Le Tribunal Administratif de Lille a rejeté la requête de M. A... contestant une notification de trop-perçu d'indemnités journalières. La juridiction a jugé que le courrier du 6 mai 2025, de nature purement informative, était insusceptible de recours, rendant les conclusions en annulation irrecevables. Les conclusions indemnitaires ont également été rejetées pour défaut de demande préalable, malgré une demande de régularisation restée sans suite. Cette décision a été prise sur le fondement des articles R. 222-1 (4°) et R. 421-1 du code de justice administrative.
Texte intégral
Vu la procédure suivante :
Par une requête et des mémoires enregistrés les 19, 21 et 23 mai 2025, M. B... A... demande au tribunal :
1°) d’annuler la décision du 6 mai 2025 par laquelle le maire de Lille lui a notifié un trop-perçu d’indemnités journalières résultant d’un arrêt de travail ;
2°) de condamner la commune de Lille à l’indemniser des préjudices professionnels et moraux qu’il estime avoir subis.
Vu les autres pièces du dossier.
Vu le code de justice administrative.
Considérant ce qui suit :
Aux termes de l’article R. 222-1 du code de justice administrative : « (…) les présidents de formation de jugement des tribunaux (…) peuvent, par ordonnance : (…) 4º Rejeter les requêtes manifestement irrecevables, lorsque la juridiction n’est pas tenue d’inviter leur auteur à les régulariser (…) » et aux termes de l’article R. 421-1 du même code de justice administrative : « La juridiction ne peut être saisie que par voie de recours formé contre une décision, et ce, dans les deux mois à partir de la notification ou de la publication de la décision attaquée. / Lorsque la requête tend au paiement d’une somme d’argent, elle n’est recevable qu’après l’intervention de la décision prise par l’administration sur une demande préalablement formée devant elle (…) ».
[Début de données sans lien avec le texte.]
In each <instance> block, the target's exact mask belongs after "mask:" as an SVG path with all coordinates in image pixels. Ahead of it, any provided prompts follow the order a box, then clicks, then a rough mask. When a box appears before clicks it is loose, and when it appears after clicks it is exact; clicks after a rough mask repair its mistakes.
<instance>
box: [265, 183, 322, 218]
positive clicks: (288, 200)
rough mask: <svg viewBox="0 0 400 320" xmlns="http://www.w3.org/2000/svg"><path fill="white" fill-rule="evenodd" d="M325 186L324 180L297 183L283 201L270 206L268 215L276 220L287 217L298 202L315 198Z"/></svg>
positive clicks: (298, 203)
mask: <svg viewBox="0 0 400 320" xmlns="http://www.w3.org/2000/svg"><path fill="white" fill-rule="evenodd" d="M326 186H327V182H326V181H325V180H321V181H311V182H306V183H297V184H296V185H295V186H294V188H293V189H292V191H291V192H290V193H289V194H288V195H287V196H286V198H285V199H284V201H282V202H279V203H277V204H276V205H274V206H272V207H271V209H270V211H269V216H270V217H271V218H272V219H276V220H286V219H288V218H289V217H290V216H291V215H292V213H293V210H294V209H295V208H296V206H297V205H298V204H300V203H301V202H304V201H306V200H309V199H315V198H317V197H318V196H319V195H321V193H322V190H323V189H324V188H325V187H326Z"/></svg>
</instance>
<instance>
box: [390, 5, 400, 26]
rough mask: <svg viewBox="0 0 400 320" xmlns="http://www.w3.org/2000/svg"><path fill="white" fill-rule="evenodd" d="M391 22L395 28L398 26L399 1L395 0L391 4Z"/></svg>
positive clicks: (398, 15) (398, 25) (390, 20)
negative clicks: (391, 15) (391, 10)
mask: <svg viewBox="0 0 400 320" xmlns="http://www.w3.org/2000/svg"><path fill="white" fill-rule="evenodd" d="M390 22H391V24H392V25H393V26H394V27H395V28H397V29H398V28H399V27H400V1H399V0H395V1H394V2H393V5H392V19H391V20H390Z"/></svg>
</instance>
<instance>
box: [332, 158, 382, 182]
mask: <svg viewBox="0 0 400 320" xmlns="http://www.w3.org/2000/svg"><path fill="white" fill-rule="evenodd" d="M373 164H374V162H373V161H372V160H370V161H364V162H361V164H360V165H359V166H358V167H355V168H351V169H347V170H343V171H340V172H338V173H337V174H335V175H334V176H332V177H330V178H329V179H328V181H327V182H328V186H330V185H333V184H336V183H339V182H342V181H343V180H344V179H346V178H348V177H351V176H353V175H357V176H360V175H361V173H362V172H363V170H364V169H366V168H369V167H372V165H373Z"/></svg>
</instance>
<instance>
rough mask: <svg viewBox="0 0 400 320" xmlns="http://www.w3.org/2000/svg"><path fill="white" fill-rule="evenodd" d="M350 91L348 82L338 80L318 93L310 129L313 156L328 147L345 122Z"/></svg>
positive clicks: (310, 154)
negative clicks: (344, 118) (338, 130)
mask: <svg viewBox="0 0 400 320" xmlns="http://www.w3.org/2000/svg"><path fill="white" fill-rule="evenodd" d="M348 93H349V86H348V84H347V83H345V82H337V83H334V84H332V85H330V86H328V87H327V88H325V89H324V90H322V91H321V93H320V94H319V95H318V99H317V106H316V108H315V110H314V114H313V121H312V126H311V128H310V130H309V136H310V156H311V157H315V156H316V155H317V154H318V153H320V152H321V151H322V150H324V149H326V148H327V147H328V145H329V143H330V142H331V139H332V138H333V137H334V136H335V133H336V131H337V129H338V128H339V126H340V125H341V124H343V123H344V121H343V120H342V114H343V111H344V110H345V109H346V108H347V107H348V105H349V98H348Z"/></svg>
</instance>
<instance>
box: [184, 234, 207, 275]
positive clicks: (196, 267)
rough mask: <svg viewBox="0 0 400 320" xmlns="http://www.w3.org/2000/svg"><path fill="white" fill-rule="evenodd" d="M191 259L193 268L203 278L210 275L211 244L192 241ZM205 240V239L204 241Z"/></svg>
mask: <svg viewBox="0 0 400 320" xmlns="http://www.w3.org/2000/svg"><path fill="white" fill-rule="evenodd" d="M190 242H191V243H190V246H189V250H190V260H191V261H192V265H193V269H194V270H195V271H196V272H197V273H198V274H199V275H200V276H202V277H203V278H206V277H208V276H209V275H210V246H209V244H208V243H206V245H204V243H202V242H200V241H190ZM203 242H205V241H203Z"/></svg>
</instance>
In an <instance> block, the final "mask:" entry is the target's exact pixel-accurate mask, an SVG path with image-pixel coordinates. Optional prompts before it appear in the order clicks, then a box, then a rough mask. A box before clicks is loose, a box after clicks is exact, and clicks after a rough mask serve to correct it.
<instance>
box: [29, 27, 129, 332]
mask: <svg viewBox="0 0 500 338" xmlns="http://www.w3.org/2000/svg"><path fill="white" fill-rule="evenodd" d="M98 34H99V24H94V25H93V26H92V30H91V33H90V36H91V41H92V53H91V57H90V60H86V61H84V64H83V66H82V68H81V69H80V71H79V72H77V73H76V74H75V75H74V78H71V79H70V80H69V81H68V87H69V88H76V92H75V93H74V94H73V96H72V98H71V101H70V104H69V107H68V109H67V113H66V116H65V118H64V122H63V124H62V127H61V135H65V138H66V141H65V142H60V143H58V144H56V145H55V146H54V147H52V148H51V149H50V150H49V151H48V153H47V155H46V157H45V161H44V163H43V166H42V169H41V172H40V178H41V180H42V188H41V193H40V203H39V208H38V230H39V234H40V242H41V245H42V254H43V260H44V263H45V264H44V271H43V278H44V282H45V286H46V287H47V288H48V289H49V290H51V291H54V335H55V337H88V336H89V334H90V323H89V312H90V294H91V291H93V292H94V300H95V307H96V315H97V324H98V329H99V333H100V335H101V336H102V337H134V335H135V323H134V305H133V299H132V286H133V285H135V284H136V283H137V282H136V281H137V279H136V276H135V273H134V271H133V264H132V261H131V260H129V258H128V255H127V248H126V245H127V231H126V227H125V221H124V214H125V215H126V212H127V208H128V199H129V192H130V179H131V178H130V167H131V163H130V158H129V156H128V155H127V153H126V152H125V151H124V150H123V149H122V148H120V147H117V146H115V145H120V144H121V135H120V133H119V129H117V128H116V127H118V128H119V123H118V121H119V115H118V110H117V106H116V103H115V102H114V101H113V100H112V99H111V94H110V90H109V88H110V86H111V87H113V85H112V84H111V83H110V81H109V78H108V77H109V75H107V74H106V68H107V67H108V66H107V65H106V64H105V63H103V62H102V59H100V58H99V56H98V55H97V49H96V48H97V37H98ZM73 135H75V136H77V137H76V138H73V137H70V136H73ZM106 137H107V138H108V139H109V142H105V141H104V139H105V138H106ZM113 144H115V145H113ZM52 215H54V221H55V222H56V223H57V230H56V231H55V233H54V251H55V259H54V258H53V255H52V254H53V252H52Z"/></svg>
Sur les conclusions à fin d’annulation :
Par la présente requête, M. A... demande au tribunal d’annuler la décision du 6 mai 2025 par laquelle le maire de Lille lui a notifié un trop-perçu d’indemnités journalières résultant d’un arrêt de travail. Toutefois, le courrier du 6 mai 2025 se borne à informer l’intéressé de ce qu’il a bénéficié d’un trop-perçu d’indemnités journalières et de ce qu’un titre exécutoire lui sera prochainement adressé. A cet égard, il revêt un caractère purement informatif. Dès lors, les conclusions à fin d’annulation de M. A... sont manifestement irrecevables en ce qu’elles sont dirigées contre un acte insusceptible de recours contentieux et doivent, par suite, être rejetées comme telles en faisant application des dispositions précitées du 4° de l’article R. 222-1 du code de justice administrative.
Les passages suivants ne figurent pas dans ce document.